Blog Post

Do you need long-term care insurance? Can you afford it?

Financial Advisor Talking To Senior Couple At Home

More than two-thirds of individuals 65 and older will require long-term care, experts say. Long-term care insurance provides extended coverage for services and support systems when you can no longer care for yourself. Deciding whether to purchase it is a double-edged sword — can you afford to buy it? Can you afford not to?

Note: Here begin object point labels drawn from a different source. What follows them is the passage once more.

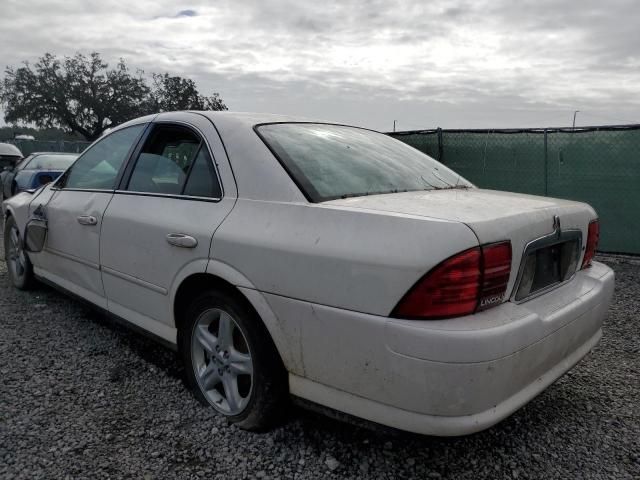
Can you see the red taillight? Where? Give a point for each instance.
(472, 280)
(495, 275)
(592, 243)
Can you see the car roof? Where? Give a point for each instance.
(54, 153)
(10, 150)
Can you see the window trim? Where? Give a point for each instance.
(63, 178)
(133, 160)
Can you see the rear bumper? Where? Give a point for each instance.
(452, 377)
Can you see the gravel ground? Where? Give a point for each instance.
(83, 398)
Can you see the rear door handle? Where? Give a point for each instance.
(87, 220)
(181, 240)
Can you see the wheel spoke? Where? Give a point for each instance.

Your income, age, health status and retirement goals are key to consider before deciding to purchase long-term care insurance, according to the National Association of Insurance Commissioners. Even if you have a family history of health longevity and pride yourself on maintaining a healthy lifestyle, you can still be hit with a chronic illness or health crisis that requires home health care, a skilled nursing facility, adult day services or other health-related expenses that can decimate your nest egg or retirement savings.

 Cost considerations

Weighing your income against the cost of premiums vs. the probable need for long-term care is a key challenge. If your only income is your Social Security benefit or Supplemental Security Income (SSI), buying long-term care insurance is probably not feasible. Depending on your assets and your income, you may qualify for Medicaid, which does cover long-term care costs.

Many people are surprised to learn that these costs are not covered by Medicare, Medicare supplemental insurance or other standard health insurance, except for short-term needs, after a hospitalization or injury.

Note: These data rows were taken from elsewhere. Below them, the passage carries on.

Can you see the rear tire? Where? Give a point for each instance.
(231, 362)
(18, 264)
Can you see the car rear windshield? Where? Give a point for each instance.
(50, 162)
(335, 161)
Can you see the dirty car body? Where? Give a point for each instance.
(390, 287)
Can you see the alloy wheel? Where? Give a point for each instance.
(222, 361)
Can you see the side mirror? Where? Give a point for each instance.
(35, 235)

Policies can cost several thousand dollars a year; but paying for long-term care is even more expensive. According to the Genworth 2015 Cost of Care Survey Pennsylvania, median rates for home health aides in Philadelphia are $22 an hour. Depending on your level of need, services can add up to more than $50,000 per year.

 Pay less if you purchase early

The younger you are, and the better your health when you purchase the  policy, the lower your premiums will be.  If you are in poor health or are already receiving long-term care services, you may not qualify for long-term care insurance or at best, may only be able to purchase a limited amount of coverage and would likely pay a much higher rate.

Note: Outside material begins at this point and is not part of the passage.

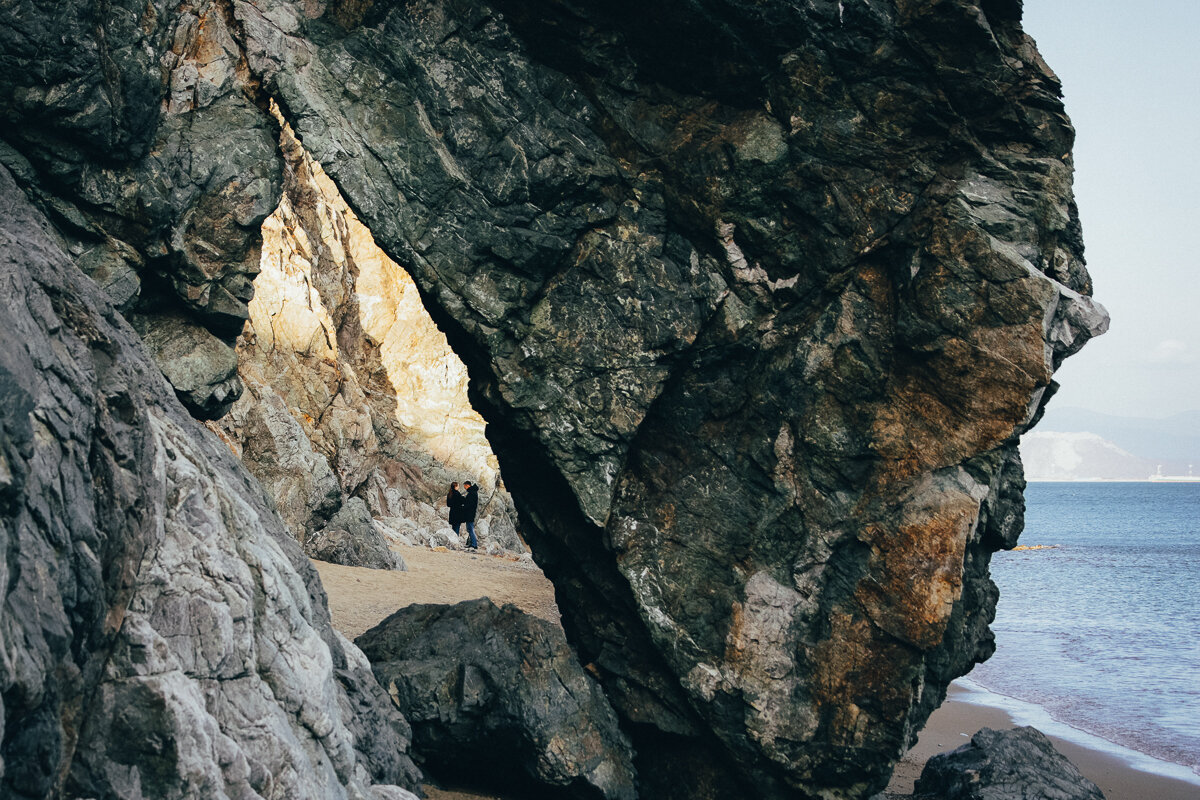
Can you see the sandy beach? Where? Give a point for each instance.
(359, 599)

Shopping for long-term care insurance

Here are some things to think about and discuss with your legal and/or financial advisor when considering the pros and cons of long-term care insurance:

  • Coverage amount and limits: Most policies limit the total benefit they will pay over the life of the policy, but some don’t. Some policies state the maximum benefit limit in years (one, two, three or more, or even lifetime); others as a total dollar amount.
  • When benefits are payable: Most long-term insurance contracts pay benefits only if your condition meets specific criteria. Typically, this is either a cognitive impairment requiring “substantial supervision” – or being unable to perform two out of six basic activities of daily living (ADLs), which include eating, toileting, bathing, dressing, continence and transferring (ability to move yourself in and out of a chair, bed or wheelchair).
  • Exclusion period: Most policies have an exclusion period before they begin to pay benefits. Choose a policy that requires you to satisfy your elimination period only once during the life of the policy rather than a policy that makes you wait after each new illness or need for care.
  • Premium waiver: Some policies waive premiums immediately after you’ve started receiving benefits, others only after a certain number of days.
  • Discounts for husband /wife: Many policies provide discounts for a policy covering both husband and wife.
  • Facilities covered: Determine whether the policy covers any state-licensed facility or only some facilities, such as skilled nursing care. Some policies require you to hire a licensed home health aide; others are more flexible.
  • Exclusions: There may be specific conditions for which long-term care insurance will not pay, such as mental and emotional disorders or disease. Some pre-existing conditions may also be excluded.
  • Inflation: Some policies offer the option of adding an inflation rider, which will increase your premium somewhat but can help you keep up with the rising cost of care.
  • Investigate the companies: Choose a company that has experience in the business of long-term care insurance. Check on any disciplinary action against the company and agent you are dealing with. AARP recommends that you compare information and costs from at least three major insurance companies, including how much they have increased their rates over the years.

 Signing on – or not

  • Don’t be pressured to make a quick decision.
  • Get a written copy of any policy you’re considering and review it with your financial and/or legal advisor to make sure you understand all the provisions, including the “fine print.”
  • Put any questions you have in writing and ask for answers in writing.
  • Do not pay any insurance premium in cash. Make your check payable to the company and not an individual.
  • Once you receive a policy, you have 30 days to review and return it (registered mail suggested) if you change your mind.

Talk with your financial adviser or a lawyer who specializes in elder law or estate planning to help you decide whether long-term care insurance is right for you or you have other resources to cover possible costs.